Leading the fight against hunger in Sierra Leone
By Sonia Lowman, International Medical Corps
In a country where one in three children is malnourished, Aminta Shamit Koroma helps lead the fight against hunger as Sierra Leone’s national nutrition program manager. To do this, she depends on frontline health workers at the community level to make sure that nutrition services reach those who need them most.
Lead mothers in International Medical Corps’ nutrition care groups demonstrate proper handwashing, a health intervention critical to the success of USAID’s Sustainable Nutrition and Agriculture Program. Photo courtesy International Medical Corps
Growing up in Freetown, Aminata saw hungry kids around her neighborhood every day and then, like now, she would take them home to feed them. She always wanted to go into medicine, but says her hands were too unsteady for dissection. It was while attending university that she realized being a nutritionist would allow her to take care of sick people without having to pick up a scalpel. So she went to graduate school in London to study nutrition before returning to Sierra Leone to take a position with the Ministry of Health.

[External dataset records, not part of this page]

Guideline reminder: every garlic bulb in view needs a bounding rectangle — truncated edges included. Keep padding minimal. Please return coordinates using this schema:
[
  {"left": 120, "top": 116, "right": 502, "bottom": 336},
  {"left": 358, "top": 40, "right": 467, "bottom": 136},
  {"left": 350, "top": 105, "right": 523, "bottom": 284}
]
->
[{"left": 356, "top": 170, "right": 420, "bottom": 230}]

Then a war of extreme brutality broke out. The lucky ones fled, albeit with nothing. Aminata was among them. She ended up in Maryland, where she worked for nearly a decade while waiting (and waiting) for the fighting to stop and peace to hold. All the while, she thought of home and how she would make it back one day.
In 2007, Aminata was finally able to return to Sierra Leone and in 2009, she started working for the government again as its national nutrition program manager. That same year, Sierra Leone was ranked among the five countries with the highest global hunger index score by the International Food Policy Research Institute. Roughly 70 percent of Sierra Leone’s population lives in poverty and one-third of the country’s children under age 5 suffer from chronic malnutrition (ACDI/ VOCA).
When Aminata was hired, only four districts had nutritionists. Today, thanks to her aggressive recruitment efforts and persistent advocacy, all 13 of Sierra Leone’s districts have at least one nutritionist. There are four national Officers for the Community Management of Acute Malnutrition (CMAM), Infant and Young Child Feeding (IYCF), and nutrition surveillance, as well as four clinical nutritionists at the hospital level. To implement national policies at the community level, non-governmental organizations like International Medical Corps help manage Sierra Leone’s IYCF and CMAM programs with the help of dedicated frontline health workers hired directly from the communities in which they work.
For example, International Medical Corps helps implement USAID’s Sustainable Nutrition and Agriculture Program, which integrates five cross-cutting themes into nutrition interventions: resiliency to shocks, productive youth, gender equity, environmental stewardship and good governance.
Aminata and the frontline health workers implementing nutrition programs in Sierra Leone have dramatically increased nutritional coverage across the country and are reaching far more people than ever before. Says Aminata, “It is so rewarding to see malnourished children come in and get better,” and it will be “that much more rewarding when the malnutrition rates go down.”
Although malnutrition is a complex ailment easily exacerbated by medical complications, to Aminata, the appeal of being a nutritionist is that “you can see people get well right before your eyes.” She has watched countless children and women recover quickly with “just nutritious food and proper care.” And while it remains critical to address the myriad complexities of nutrition, it does not intrinsically make sense why some people get enough food and others do not. It should be simple; we should be able to get this right.
With people like Aminata and the frontline health workers of Sierra Leone at the helm, and the continued support of partners like USAID, we just might one day.